Bridging the Online Language Barrier

BROOKE GLADSTONE: English may be the internet’s dominant language, but it’s employed by only 27 percent of internet users. Chinese seems certain to surpass it within a few years, and dozens of other languages are experiencing huge growth. Will vast swaths of cyberspace be lost to us, blocked by an insurmountable language barrier? OTM’s Mark Phillips set out to explore whether the Net is developing any new tools to fix a very old communication problem.
MARK PHILLIPS: Every once in a while I stumble onto a webpage that isn't in English. My immediate reaction is, oh, this is wrong, and I hit the back button as fast as I can. I know this is proof of some sort of Amero-Anglo hegemonic bias or something, but let's face it, we English speakers have gotten used to thinking this way.
ETHAN ZUCKERMAN: There’s been this sense that English is the default language on the internet.
MARK PHILLIPS: Ethan Zuckerman, cofounder of the multilingual blog network Global Voices, says this is because the internet started as a project by the U.S. military and then grew with the help of American universities. Zuckerman says at first the ingrained English bias had a big upside.
ETHAN ZUCKERMAN: Things were easier. It was easier to have the sense that we were all in the same conversation, that we were all laughing at the same jokes. There’s something great about a common language. A common language is a first step towards communication across cultural boundaries.
PROFESSOR DAVID BELLOS: Well, we've been here before.
MARK PHILLIPS: David Bellos is the director of the Program in Translation and Intercultural Communication at Princeton University.

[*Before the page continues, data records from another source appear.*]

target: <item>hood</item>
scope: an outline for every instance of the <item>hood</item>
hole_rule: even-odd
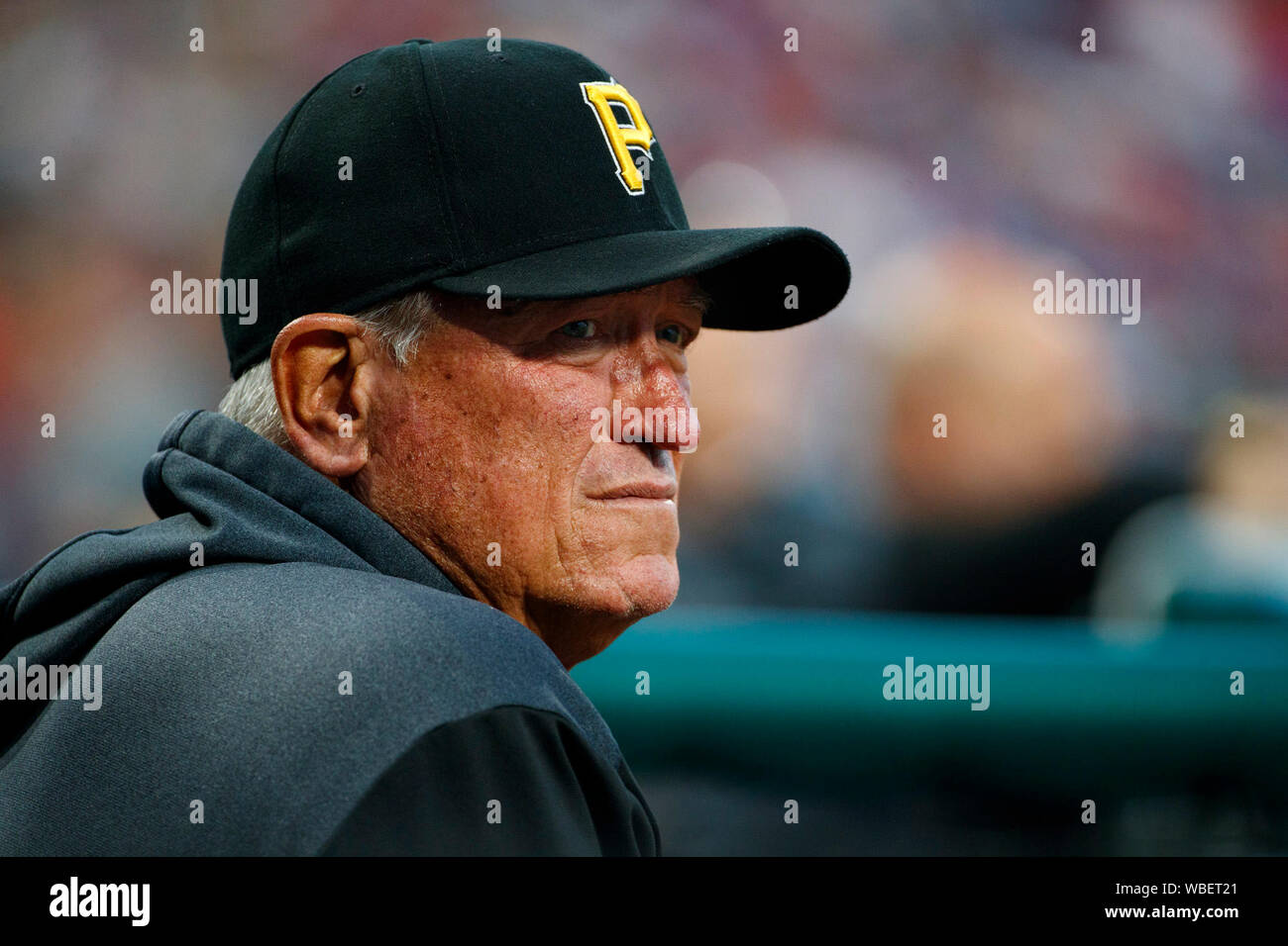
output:
[[[460,593],[397,529],[250,429],[210,411],[166,427],[143,471],[158,521],[77,535],[0,588],[0,663],[80,663],[162,582],[224,562],[317,562]],[[0,700],[0,752],[43,701]]]

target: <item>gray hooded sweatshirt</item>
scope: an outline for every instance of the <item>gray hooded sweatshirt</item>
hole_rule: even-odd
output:
[[[659,853],[541,638],[222,414],[157,449],[0,589],[0,856]]]

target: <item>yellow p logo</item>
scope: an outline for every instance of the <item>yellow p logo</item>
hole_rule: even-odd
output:
[[[644,193],[644,178],[631,160],[631,148],[641,148],[649,160],[649,147],[653,144],[653,130],[644,120],[644,109],[640,103],[617,82],[582,82],[582,98],[586,104],[595,109],[599,118],[599,130],[604,133],[604,142],[608,151],[617,162],[617,179],[622,181],[626,193],[638,196]],[[626,108],[630,116],[630,125],[621,125],[613,112],[613,103],[617,102]]]

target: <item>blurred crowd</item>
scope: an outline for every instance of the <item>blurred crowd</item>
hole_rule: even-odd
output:
[[[155,315],[149,284],[218,273],[287,108],[362,51],[489,27],[609,68],[693,227],[815,227],[854,268],[817,323],[696,344],[680,604],[1284,617],[1278,0],[6,3],[0,580],[152,517],[143,463],[228,375],[218,318]],[[1056,270],[1139,278],[1139,324],[1036,314]]]

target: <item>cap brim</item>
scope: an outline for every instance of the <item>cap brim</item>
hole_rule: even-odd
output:
[[[684,275],[698,277],[714,300],[702,320],[710,328],[799,326],[835,309],[850,287],[845,254],[806,227],[596,237],[442,277],[433,284],[465,296],[486,296],[497,286],[502,299],[585,299]]]

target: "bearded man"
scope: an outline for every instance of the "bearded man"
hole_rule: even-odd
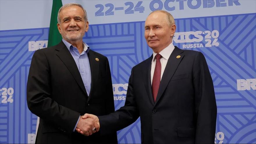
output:
[[[65,5],[59,10],[58,21],[62,40],[35,52],[29,75],[28,106],[40,118],[36,143],[117,143],[115,131],[91,135],[99,126],[80,117],[115,110],[108,59],[83,41],[89,28],[86,11],[79,4]]]

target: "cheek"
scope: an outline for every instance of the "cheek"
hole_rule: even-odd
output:
[[[145,31],[144,32],[144,37],[146,40],[147,39],[147,38],[148,37],[148,33],[147,32]]]

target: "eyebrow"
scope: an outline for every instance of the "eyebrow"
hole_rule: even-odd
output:
[[[82,19],[82,18],[81,18],[81,17],[79,17],[79,16],[75,16],[74,17],[74,18],[79,18],[81,19]],[[64,18],[63,18],[63,20],[65,19],[70,19],[70,17],[64,17]]]
[[[155,27],[156,26],[159,26],[159,24],[154,24],[152,26],[153,27]],[[150,27],[150,26],[147,25],[145,26],[145,28],[148,28]]]
[[[74,17],[74,18],[80,18],[81,19],[82,19],[82,18],[81,17],[79,17],[79,16],[75,16]]]

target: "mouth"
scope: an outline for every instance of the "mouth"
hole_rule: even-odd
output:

PROFESSOR DAVID BELLOS: From about the 4th century A.D. until the age of Newton and Leibniz and Spinoza, there was Latin, and it was very convenient. Nobody grew up speaking Latin. Latin was a learned language. But it was the language of philosophy, religion, law, debate, science for more than a thousand years, throughout the whole of Europe. And it was wonderful, very convenient. And right now there are far more users of English as a foreign language than there are speakers of English as a native language. English is, in that sense, the new Latin.
MARK PHILLIPS: But even Zuckerman has noticed big changes in just the past few years. Back in 2004, he was at a dinner in Amman, Jordan with about 20 bloggers who were chatting away in Arabic.
ETHAN ZUCKERMAN: But almost all of them were blogging in English, at that point. I pulled aside my friend Ahmad Humeid and said, why is it that you guys write in English? You’re all more comfortable in Arabic. And Ahmed said, look, if we want the world to listen to us, we've got to speak in English because they don't speak Arabic. Out of that group of people that I had dinner with, a lot of those people blog in Arabic now. And I've gone back and I've talked to some of them and said, well, what made you switch. And what one said to me was, now our friends, our peers, our neighbors, they're all online. That’s who we want to reach.
MARK PHILLIPS: In the Renaissance, people moved away from Latin and began writing and printing in the local vernaculars, and that helped produce, well, a renaissance. The same goes for the Web now.
ETHAN ZUCKERMAN: It has allowed billions of people to come onto this network. It’s really hard to imagine 400 million Chinese users coming onto the internet, if English was a precursor for them to participating in this space.
MARK PHILLIPS: Non-English growth is skyrocketing. Arabic internet users, for example, have increased by over 2,000 percent over the past decade.
ETHAN ZUCKERMAN: The one negative is that it introduces this huge source of fragmentation, lots of separate internets. And they're separated by a couple of different things, but language is the big one and language is the one that turns out to be hardest to overcome.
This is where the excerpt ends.